A collection of probabilistic set membership filters with a simple interface. These filters can claim that a given entry is
- definitely not represented in a set of entries, or
- might be represented in the set.
This crate is a work in progress and currently only implements Bloom filters.
If needed, the extension trait DynFilter
enables object-safe,
dynamically dispatched variants of insert
and contains
.
A simple Bloom filter implementation looks like this:
use gauze::{BloomFilter, Filter};
fn main() {
// The number of items we want the `BloomFilter` to store
// while not returning too many false positives
let capacity = 100_000;
// The rate of false positives the `BloomFilter` is allowed
// to return if it stores no more than `capacity` items
let target_err_rate = 0.001;
// These parameters allow us to construct a `BloomFilter` with
// *approximately* optimal properties
let mut bloom =
BloomFilter::new(capacity, target_err_rate)

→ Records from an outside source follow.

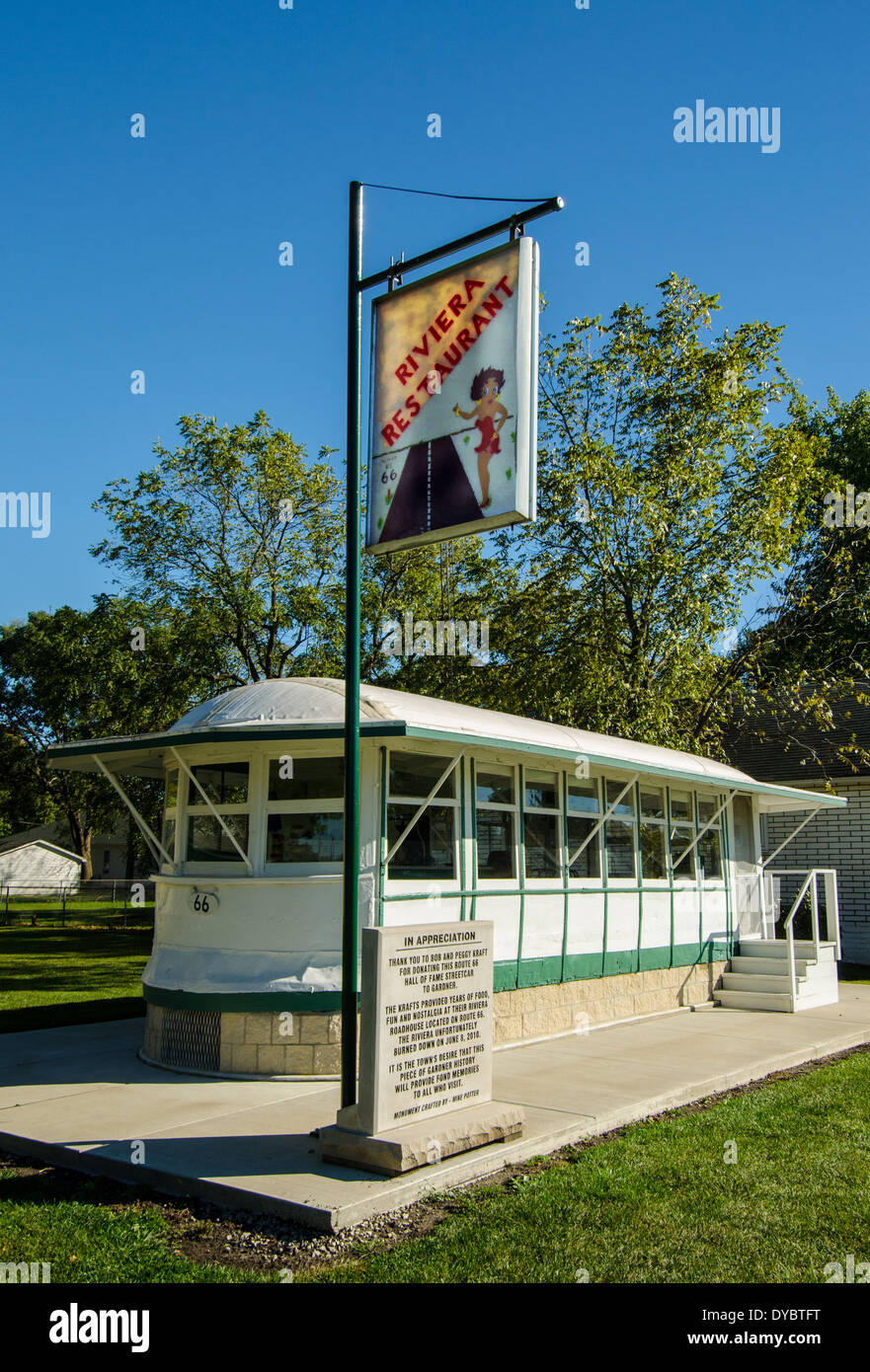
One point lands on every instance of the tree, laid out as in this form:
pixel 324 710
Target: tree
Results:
pixel 811 654
pixel 666 492
pixel 236 528
pixel 119 668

.expect("couldn't construct Bloom filter.");
// `BloomFilter`s can add any type that is `impl Hash`
bloom.insert(1);
bloom.insert("a");
bloom.insert(Vec::<bool>::new());
bloom.insert([0; 2]);
// Querying whether a `BloomFilter` contains an element
// never yields a false negative
let inserts = capacity - 4;
for i in 0..inserts {
bloom.insert(i);
}
let mut false_negatives = 0;
for i in 0..inserts{
if !bloom.contains(i) {
false_negatives += 1;
}
}
println!("False negatives: {false_negatives}");
// But it can yield some false positives
let mut false_positives = 0;
for i in 0..inserts{
if bloom.contains(inserts + i) {
false_positives += 1;
}
}
println!("False positives: {false_positives}");
// It is possible to get an *approximation* of the number of
// `item`s stored in the `BloomFilter`
let stored_items_approx = bloom.count_approx();
println!("Approximately count of items stored: {stored_items_approx}");
// Items can't be removed. But the `BloomFilter` can be reset.
bloom.reset();
// We can also get some properties of the `BloomFilter` itself
println!("Number of bits for the actual filter: {}", bloom.bit_count());
println!("Number of hash functions used: {}", bloom.hash_fn_count());
println!("The filter's actual error rate: {}", bloom.error_rate());
}
This project is licenced under MIT.